Levels here open up wide and tall, with some even offering opportunities to breach buildings by smashing through a window from an adjacent rooftop. It works very well, since it allows you and your co-op partner to attack from multiple angles and confuse the Nazi troops within, pulling their attention in two different directions.
Once you reach the catacombs beneath Paris, the structure opens up as well. This resistance fighter base of operations acts as a hub where you can chat to NPCs and accept side missions, then you’re free to use the underground network to travel between the three different districts of Paris. Ojerfors compares these districts to “a big Dishonored level in their open-endedness”.
In action, it feels very different to previous Wolfenstein games. The guns have the same rasp and kick, but enemies can sustain a lot more damage before they keel over in a pink mist. You increase in power as you tear through fascists, levelling up and increasing your damage output, while also pumping skill points into three trees – Mind, Muscle, and Power – and using coins to upgrade weapons.
“We worked very hard to make it still feel like you’re doing damage to the enemy, that your fire has an impact,” Ojerfors says. “The reason we have made some enemies stronger, giving them more health or armour, is to make them kind of focal points for combat. They become these common gameplay problems for the two players to solve together. If you don’t have that, you’re going to have two characters slaughtering all the enemies. So you need to have these enemies that will become common problems to solve.”
This new approach does, however, feel like it neuteurs your guns somewhat. Some enemies feel like you’re barely scratching them, despite how much your weapons buck and protest with each bullet.

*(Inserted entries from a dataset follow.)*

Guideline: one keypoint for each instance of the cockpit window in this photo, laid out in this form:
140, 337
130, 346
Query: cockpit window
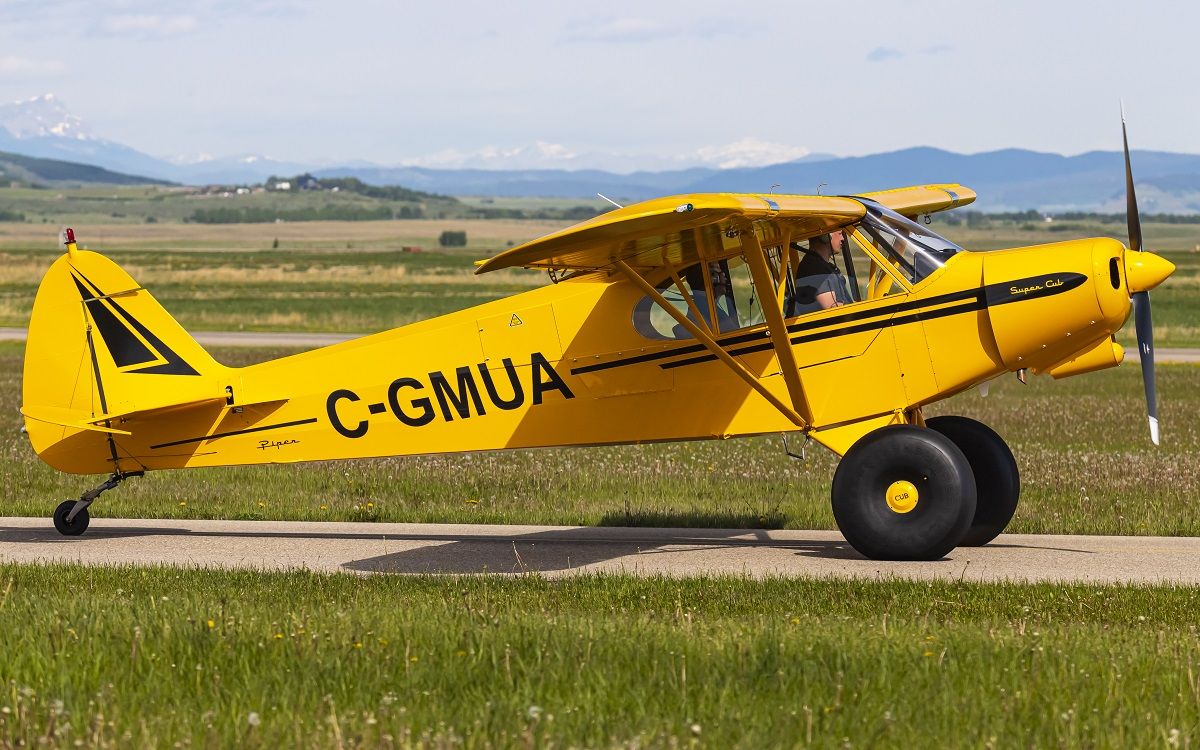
733, 301
916, 250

And because enemies scale with you as you grow in power, this is a feeling that will likely last throughout the game’s runtime. The upgrade trees don’t offer too much in the way of new abilities, either, so you can’t offset this loot shooter-feel with clever application of abilities, (though a new pep system does add a little tactical crinkle, allowing you to buff up your partner with a series of emotes).
I also felt like the game undermines its new openness with the way it handles enemy spawning. It doesn’t matter how well you plan your approach to a combat arena when enemies seemingly spawn in directly behind you, constantly. Stealth is too barebones to make much of a difference here as well, even with the addition of a new cloaking ability.
Still, these niggles could well be fixed for launch later this year. There’s an innate thrill to popping helmets from Nazi heads, and the well-acted and genuinely funny cutscenes are still some of the best in video games. With a budget price at release, Youngblood seems well worth taking a punt on to finally answer that burning question: what you can do with two hatchets, a Nazi, and a friend?